Climate change arguably presents the greatest threat to ocean health. Our oceans have absorbed more than 80% of the temperature rise caused by global warming and there has been rightly much discussion around ocean conservation and what our oceans face as a result of overfishing or destructive practices. The consequences of human activity already shown by the rising sea temperatures will only worsen due to acidification. Rising CO2 concentrations in the atmosphere are changing the chemistry of the ocean and putting marine life in danger.

Thankfully, the sea itself is part of the solution. The world’s oceans are a renewable source of energy and a life-sustaining resource. Oxygen, nutrients and heat transportation are all derived from the ocean’s depths and they absorb carbon dioxide which helps keep the atmosphere clean by absorbing greenhouse gases. UK Research and Innovation has produced an Oceans For Good infographic highlighting some of the many benefits of our blue planet.

Marine engineering testing plays a key part to reduce the time, cost and risks faced by marine energy developers to accelerate their commercialisation pipeline.

Marine Energy Test Areas (META), Wales’ first and only test centre for marine renewable technology – dedicated to facilitating technology developers and researchers’ projects, however large or small. We operate wave, tidal and FLOW test sites in Milford Haven, where marine energy developers can trial devices in real sea conditions.

A space for Research & Innovation is at the core of what META provides and we welcome all UKRI funded projects at our test sites.  

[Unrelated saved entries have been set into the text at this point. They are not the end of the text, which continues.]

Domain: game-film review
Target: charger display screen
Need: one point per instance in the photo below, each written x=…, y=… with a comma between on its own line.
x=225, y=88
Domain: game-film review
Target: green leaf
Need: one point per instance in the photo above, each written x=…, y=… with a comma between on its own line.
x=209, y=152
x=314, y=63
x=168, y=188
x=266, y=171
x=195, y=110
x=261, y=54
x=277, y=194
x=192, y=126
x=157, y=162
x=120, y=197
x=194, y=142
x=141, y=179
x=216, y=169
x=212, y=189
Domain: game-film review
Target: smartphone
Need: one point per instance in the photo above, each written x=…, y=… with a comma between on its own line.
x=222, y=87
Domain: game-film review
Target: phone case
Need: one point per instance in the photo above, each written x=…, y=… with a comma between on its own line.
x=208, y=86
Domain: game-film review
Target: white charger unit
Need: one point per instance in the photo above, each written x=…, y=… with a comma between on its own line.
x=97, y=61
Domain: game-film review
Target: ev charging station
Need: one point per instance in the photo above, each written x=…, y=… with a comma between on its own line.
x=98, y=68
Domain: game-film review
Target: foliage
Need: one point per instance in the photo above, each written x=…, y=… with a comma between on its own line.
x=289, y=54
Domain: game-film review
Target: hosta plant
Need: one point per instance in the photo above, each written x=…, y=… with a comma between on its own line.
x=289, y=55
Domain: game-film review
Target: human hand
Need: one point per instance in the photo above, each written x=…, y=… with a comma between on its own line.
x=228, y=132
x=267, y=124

Much of the ocean science data comes from the Wave Energy Innovation Position Paper, written by the Supergen Offshore Renewable Energy Hub. This Engineering and Physical Sciences Research Council  (EPSRC) funded-programme strives for innovation and development of offshore wind, wave and tidal technology to benefit society, in addition to cleaning up our oceans with renewable energy sources.

Other statistics have been derived from the Plymouth Marine Laboratory; a charity that aims to develop and apply innovative marine science in order for our oceans to be free of plastic waste and sustained into the future.